Предыдущая глава |
↓ Содержание ↓
↑ Свернуть ↑
| Следующая глава |
— То есть ты хорошо знал своего деда?
— Нет, совсем нет. Это был как раз тот редкий случай, когда мама к нему приезжала. Мне было лет шесть или семь, я в школу пошёл следующей осенью.
— Повезло. У меня отец ты сам видел кто — военный психолог. Так он уже пятнадцать лет никак не выучит, что я не младший по званию и даже не пациент. Так заботится о моей психике, что скоро крыша отвалится.
— Да, не повезло. Мама с дедом тоже не выдержала. Я думаю, с ним тяжело было жить, но интересно общаться.
— Вы с ним далеко ходили. Там места довольно дикие, возле обелиска.
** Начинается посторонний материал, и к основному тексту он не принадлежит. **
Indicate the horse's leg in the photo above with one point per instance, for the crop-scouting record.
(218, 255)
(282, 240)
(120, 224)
Этот завод так и стоит заброшенный, за него даже Кинель браться не хочет.
— Мы с дачи ходили.
— Подожди, с какой такой дачи?
— С той, на которую мы сейчас идём.
Копи остановилась и посмотрела на него так, словно увидела в первый раз.
— То есть, ты там уже был?
— Да, был.
— Тогда зачем все эти прикидки о том, в какую сторону махнул лапой Бирюкевич?
— Я помнил дачу, но не помнил, как её найти. Идём, не задерживайся.
Дорогу пересекла ещё одна просека. На ней стояли опоры ЛЭП, похожие на железных журавлёв.
Копи смотрела на своего спутника с подозрением.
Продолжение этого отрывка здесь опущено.